Andrea Breth hat diese 1921 in Brünn uraufgeführte Oper vor vier Jahren in Brüssel in Szene gesetzt und nun, in neuer Besetzung, an der Staatsoper im Schiller-Theater neu herausgebracht.

Im Einheitsbühnenraum von Annette Murschetz rückt die Regisseurin das Spiel näher an unsere Zeit (Kostüme: Silke Willrett und Marc Weeger), vermischt behutsam Rückblenden auf das junge, lebenslustige Mädchen Katja mit surrealen Bildern. So sitzt Katja zunächst im geöffneten Kühlschrank und schneidet sich am Ende die Pulsadern auf, verblutet in einer Wanne, in der sie bereits ihre große Arie im zweiten Bild des ersten Aktes gesungen hatte. Ihre erklärte Gegenspielerin ist die Schwiegermutter Kabanicha; die hat ihren Sohn Tichon heftig unter der Fuchtel und schiebt sich bewusst in die eheliche Beziehung. Bei Breth wäscht sie ihrem Sohn ausgiebig und inbrünstig sein Geschlecht, was im Publikum Lacher auslöst.

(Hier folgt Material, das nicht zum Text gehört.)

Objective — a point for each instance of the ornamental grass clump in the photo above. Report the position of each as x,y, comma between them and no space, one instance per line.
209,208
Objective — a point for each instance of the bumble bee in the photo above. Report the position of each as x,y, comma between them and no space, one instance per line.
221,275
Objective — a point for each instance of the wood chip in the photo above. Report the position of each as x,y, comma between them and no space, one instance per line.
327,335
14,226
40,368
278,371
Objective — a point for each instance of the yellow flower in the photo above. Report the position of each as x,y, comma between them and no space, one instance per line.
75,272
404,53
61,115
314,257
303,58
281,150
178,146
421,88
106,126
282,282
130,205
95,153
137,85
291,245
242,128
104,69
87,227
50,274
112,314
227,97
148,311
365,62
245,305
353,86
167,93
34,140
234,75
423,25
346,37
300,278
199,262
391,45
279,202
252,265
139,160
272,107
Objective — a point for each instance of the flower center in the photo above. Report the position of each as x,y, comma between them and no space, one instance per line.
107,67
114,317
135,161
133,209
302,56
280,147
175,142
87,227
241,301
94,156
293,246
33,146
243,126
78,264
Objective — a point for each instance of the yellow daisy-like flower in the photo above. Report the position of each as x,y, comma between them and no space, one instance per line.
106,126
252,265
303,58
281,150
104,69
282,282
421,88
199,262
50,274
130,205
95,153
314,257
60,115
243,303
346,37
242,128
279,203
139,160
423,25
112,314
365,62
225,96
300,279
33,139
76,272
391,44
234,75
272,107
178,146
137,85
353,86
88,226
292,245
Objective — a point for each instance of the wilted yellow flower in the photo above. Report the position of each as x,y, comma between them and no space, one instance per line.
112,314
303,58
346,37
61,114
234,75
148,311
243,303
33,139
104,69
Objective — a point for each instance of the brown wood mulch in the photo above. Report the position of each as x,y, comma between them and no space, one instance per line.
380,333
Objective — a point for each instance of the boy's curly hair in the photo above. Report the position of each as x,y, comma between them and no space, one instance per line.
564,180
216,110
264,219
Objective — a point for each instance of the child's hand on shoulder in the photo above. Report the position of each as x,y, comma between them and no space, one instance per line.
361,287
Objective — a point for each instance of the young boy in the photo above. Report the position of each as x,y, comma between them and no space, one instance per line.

Die Berliner Aufführung lebt von drei überaus starken, weiblichen Sänger-Persönlichkeiten: Eva-Maria Westbroek hat sich im vergangenen Dezennium prächtig entwickelt: ihr nunmehr hochdramatischer Sopran ist stets warm, ohne alle Schärfen und Intonationstrübungen. In selten anzutreffender Einheit von stimmlichem Ausdruck und körperlicher Intensität, gestaltet sie eindringlich das Leidensbild einer von ihrer Lust getriebenen jungen Frau. Eine weitere Wagner-Heroine steht ihr mit Deborah Polaski gegenüber, die nunmehr die Altpartie der Kabanicha verkörpert. Genussvoll singt und spielt die junge Anna Lapkovskaja die Pflegetochter und erotische Anstifterin Varvara. Unter den für diese Oper erforderlichen drei Tenorpartien macht Pavel Černoch als Katjas Liebhaber seine Sache stimmlich ausgezeichnet, Stephan Rügamer liefert ein spannendes Psychogramm als ihr Ehemann und Florian Hoffmann als Kudrjasch ist imposant in seiner modernen Deutung von Blitzen als elektrischer Entladung, während Dikoj – der Bassist Pavlo Hunka – auf Gewittern als dem Ausdruck von Gottes Zorn besteht. Bis in die Nebenpartien hinein ist diese Produktion trefflich besetzt. So hat etwa Roman Trekel (der gefeierte Wozzeck der Breth-Inszenierung an der Staatsoper) den Kuligin übernommen, der hier als Pope die junge Katja an der Hand quer über die Bühne führt.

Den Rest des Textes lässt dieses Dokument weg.